企業のデレバレッジや弱いリスクテイク力の恒常化が、内需低迷やデフレの長期化の原因になっていると考えられる。デフレで景気が悪いから、企業活動が弱いのか、企業活動が弱いからデフレなのか、因果関係は明確ではない。
企業活動の低迷はデフレの結果であるとともに、デフレの長期化をもたらす原因となったと考えられる。景気後退に陥り、デフレギャップ(需給ギャップ、需要不足)が開けば、物価は下落することになる。
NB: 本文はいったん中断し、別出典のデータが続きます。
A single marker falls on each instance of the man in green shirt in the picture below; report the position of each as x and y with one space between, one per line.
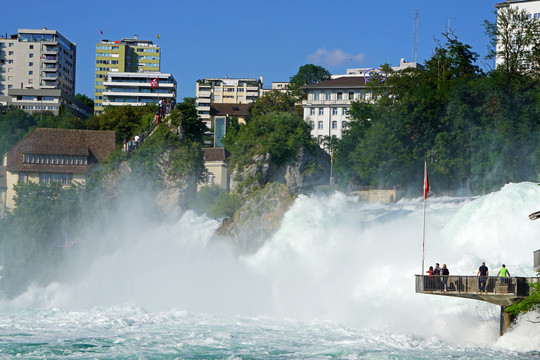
503 273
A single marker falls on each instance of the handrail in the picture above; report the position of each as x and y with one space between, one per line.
473 284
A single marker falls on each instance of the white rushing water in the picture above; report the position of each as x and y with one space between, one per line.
336 281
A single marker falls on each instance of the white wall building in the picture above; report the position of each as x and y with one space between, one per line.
134 88
532 7
225 91
328 102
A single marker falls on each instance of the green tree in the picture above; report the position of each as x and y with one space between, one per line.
280 135
124 120
306 75
185 116
514 40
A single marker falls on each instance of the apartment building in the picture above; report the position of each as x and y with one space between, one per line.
328 102
126 55
53 155
45 100
37 59
531 7
366 71
138 88
225 91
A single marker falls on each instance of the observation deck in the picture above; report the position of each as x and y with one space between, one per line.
503 293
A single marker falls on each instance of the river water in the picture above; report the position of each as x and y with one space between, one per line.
335 282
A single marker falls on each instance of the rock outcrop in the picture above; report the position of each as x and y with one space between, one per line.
258 218
300 176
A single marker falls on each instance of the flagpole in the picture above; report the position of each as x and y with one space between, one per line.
424 195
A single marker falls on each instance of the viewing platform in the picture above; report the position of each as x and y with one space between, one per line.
503 293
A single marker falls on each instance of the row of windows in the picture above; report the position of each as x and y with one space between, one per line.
147 50
338 96
65 179
55 159
107 47
38 107
320 124
45 178
335 111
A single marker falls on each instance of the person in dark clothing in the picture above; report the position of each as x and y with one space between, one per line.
482 274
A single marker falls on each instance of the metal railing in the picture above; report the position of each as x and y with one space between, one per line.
473 284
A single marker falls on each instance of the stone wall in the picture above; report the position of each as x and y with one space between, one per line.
372 196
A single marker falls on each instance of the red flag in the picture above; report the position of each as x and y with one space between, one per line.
426 182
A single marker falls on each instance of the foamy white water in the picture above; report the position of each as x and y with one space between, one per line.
336 281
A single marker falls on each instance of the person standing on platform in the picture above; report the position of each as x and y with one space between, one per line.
503 273
482 274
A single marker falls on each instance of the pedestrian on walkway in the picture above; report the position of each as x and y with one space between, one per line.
503 273
482 274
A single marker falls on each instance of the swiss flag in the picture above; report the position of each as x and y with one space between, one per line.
426 182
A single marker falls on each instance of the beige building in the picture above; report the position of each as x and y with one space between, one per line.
45 100
37 59
225 91
215 161
328 102
53 155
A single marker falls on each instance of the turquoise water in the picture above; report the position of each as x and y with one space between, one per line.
335 282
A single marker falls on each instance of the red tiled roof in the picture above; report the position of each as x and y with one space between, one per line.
96 145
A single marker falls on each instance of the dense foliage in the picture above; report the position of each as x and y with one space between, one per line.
278 134
40 233
477 131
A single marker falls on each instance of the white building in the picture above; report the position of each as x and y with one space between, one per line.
531 7
328 102
365 71
136 88
37 59
225 91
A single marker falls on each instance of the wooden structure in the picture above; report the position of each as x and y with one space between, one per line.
499 291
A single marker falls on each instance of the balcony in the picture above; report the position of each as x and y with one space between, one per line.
326 102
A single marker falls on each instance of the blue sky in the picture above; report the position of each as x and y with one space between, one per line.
252 38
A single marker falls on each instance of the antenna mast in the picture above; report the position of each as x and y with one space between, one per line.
415 36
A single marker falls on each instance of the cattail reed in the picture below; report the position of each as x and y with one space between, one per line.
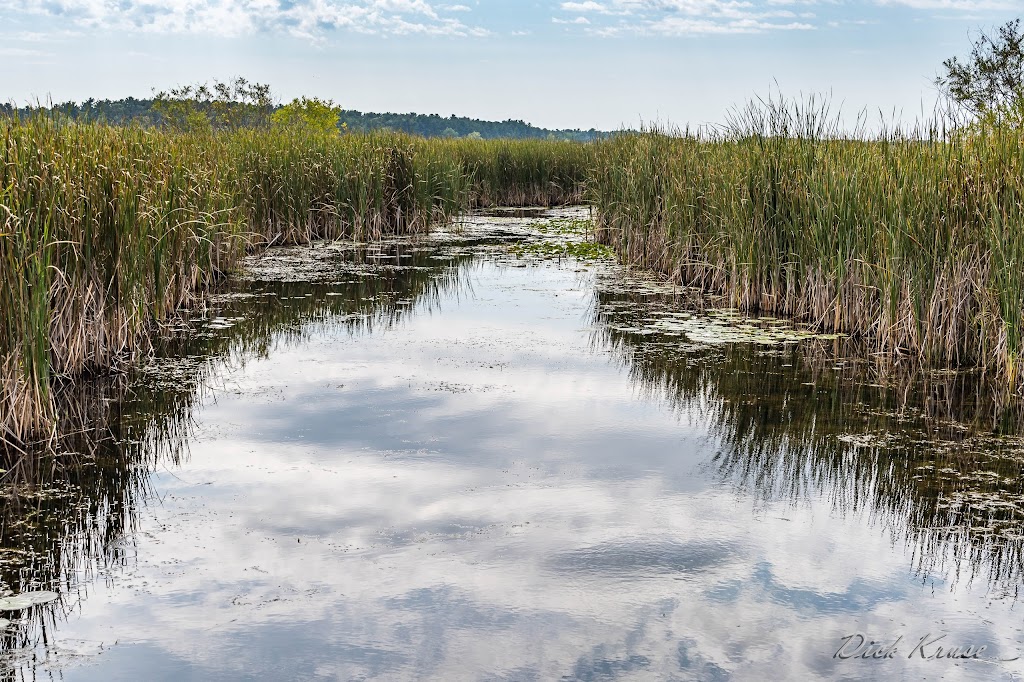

物価下落による実質所得の増加などが総需要を刺激することにより、通常、デフレは短期間で収束するはずだ。
しかし、日本では、企業のデレバレッジや弱いリスクテイク力が恒常化してしまうと、企業の貯蓄行動が、企業と家計の資金の連鎖からドロップアウトしてしまう過剰貯蓄として、総需要を破壊する力になってしまっている。
企業からの総需要を破壊する力があれば、実質所得の増加で総需要を刺激する力だけではデフレギャップを閉じることができず、内需低迷とデフレは長期化してしまうことになる。内需低迷とデフレを構造的に打破するためには、企業活動の活性化、即ち企業のデレバレッジを止め、リスクテイク力を強くしていかなければならない。
黒田東彦日銀総裁は2013年12月25日の講演で「15年近くに及ぶデフレのもとで、日本経済には『物価が上がらない』、あるいは『物価が緩やかに低下する』ことを前提とした体質が定着してしまった」と指摘している。
これも言い換えれば、日本経済には企業のデレバレッジや弱いリスクテイク力を前提とした体質が定着してしまい、それがリストラによる総供給削減以上に総需要を追加的に破壊してしまうため、総需要が均衡に戻れず、デフレ期待も定着してしまい、それが企業の更なるデレバレッジとリストラを促すという悪循環に陥ってしまったと言える。